Our study has several notable strengths. To our knowledge, this study is the first to examine the effectiveness of CTRX for the treatment of aspiration-associated pneumonia. Moreover, we used a prospectively collected multicentre registry, aided by multiple imputation and propensity score matching, to increase the robustness of the analysis. Additionally, many covariates were analyzed to increase the consistency of the results. We also used the concept of aspiration-associated pneumonia, which is a newly defined term denoting pneumonia with at least one aspiration-related risk factor. To date, there is no consensus regarding the definition of aspiration pneumonia, as previous international study groups have not been able to establish a consistent definition. Notably, as many as 30% of the patients in our study had aspiration-associated pneumonia. The presence of these patients in our cohort may have led to an overestimation of the number of patients with aspiration pneumonia. Although it is very difficult to establish a uniform definition for aspiration pneumonia because of the varied nature of the disease, clinicians should attempt to develop matching opinions. We believe that using the term aspiration-associated pneumonia is one possible solution that may unify the diverse definitions of aspiration pneumonia.

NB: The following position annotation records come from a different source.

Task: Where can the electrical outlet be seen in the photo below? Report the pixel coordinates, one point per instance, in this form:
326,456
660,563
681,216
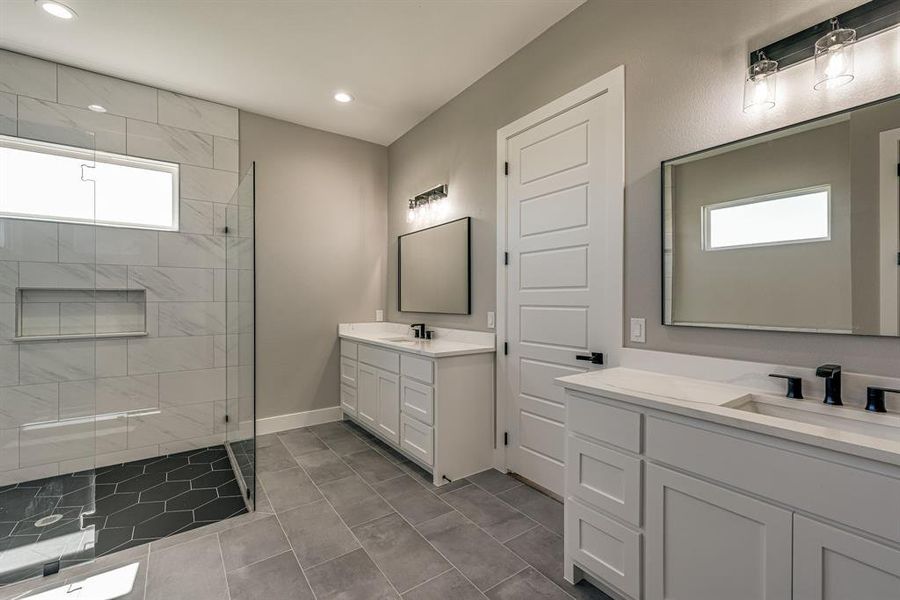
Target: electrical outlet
639,331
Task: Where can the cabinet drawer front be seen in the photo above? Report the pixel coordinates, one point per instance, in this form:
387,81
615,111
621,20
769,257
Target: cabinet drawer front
348,349
383,359
604,478
348,399
603,422
606,549
417,439
417,368
417,400
853,496
831,563
348,371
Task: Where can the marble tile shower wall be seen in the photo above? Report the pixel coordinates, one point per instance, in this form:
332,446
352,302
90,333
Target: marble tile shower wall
72,404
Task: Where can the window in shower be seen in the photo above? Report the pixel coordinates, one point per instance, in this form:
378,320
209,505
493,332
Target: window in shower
52,182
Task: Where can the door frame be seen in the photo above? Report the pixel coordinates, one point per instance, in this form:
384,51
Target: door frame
613,85
889,232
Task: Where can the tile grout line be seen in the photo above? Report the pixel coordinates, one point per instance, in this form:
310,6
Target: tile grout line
405,520
427,581
501,582
286,537
536,525
222,558
318,489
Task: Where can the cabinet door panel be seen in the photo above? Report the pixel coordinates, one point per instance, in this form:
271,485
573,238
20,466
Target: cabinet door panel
417,439
830,563
708,543
604,478
367,394
348,371
417,400
389,405
348,399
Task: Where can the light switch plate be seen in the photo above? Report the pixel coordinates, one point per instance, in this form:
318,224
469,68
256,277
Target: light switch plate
639,330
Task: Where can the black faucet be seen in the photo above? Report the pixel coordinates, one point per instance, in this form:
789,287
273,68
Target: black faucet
795,385
875,398
832,375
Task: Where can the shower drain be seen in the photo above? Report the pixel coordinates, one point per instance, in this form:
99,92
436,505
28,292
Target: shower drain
48,520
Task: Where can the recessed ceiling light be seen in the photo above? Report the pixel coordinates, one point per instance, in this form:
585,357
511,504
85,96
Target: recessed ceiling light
57,9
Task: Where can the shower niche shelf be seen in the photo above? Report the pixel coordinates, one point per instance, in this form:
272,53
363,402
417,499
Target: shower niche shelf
45,314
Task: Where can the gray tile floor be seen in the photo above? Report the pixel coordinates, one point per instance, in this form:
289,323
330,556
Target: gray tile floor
340,515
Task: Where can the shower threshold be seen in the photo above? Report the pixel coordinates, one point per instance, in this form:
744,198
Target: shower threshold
70,519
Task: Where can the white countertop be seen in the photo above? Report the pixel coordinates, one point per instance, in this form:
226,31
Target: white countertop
447,342
708,401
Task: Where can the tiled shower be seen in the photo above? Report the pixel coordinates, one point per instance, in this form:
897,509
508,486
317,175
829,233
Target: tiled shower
126,354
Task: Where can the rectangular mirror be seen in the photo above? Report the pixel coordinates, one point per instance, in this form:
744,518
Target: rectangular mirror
793,230
434,267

This study also has several limitations. First, this was an observational study. Therefore, important covariates, such as socioeconomic factors, were not measured, and as such, were not included as pretreatment covariates or associated outcomes. Second, we were unable to identify the bacteriological origins of the disease precisely. The variation in our results may be associated with differences in bacterial etiology, although we were unable to include culture results as pretreatment variables, as these results were obtained after the commencement of treatment and approximately 3 days are required for the pathogens to be identified. However, both the naive dataset and the complete-case analysis revealed that the aerobic bacteria present in the two treatment groups were similar, that is, S. pneumoniae was the most likely pathogen and H. influenzae was the second most likely pathogen in both groups. At last, the sample size was small. This may have led to insufficient power in our study. We would have needed 1356 samples in each group if we had assumed that the mortality rates of the CTRX and ABPC/SBT groups were 7 and 10%, respectively (α = 0.05; β = 0.20).

In conclusion, in this retrospective propensity score-matched analysis of prospectively collected multicentre cohort data, we failed to show the superiority of CTRX over ABPC/SBT for the treatment of aspiration-associated pneumonia. Regardless, this study provides meaningful insights into the treatment of aspiration-associated pneumonia. Further studies with larger sample sizes are needed, as a lack of power may have contributed to our findings.

Future perspective

In the future, the duration of antibiotic therapy for aspiration-associated pneumonia can be shortened, perhaps even rendered unnecessary, thanks to antimicrobial stewardship.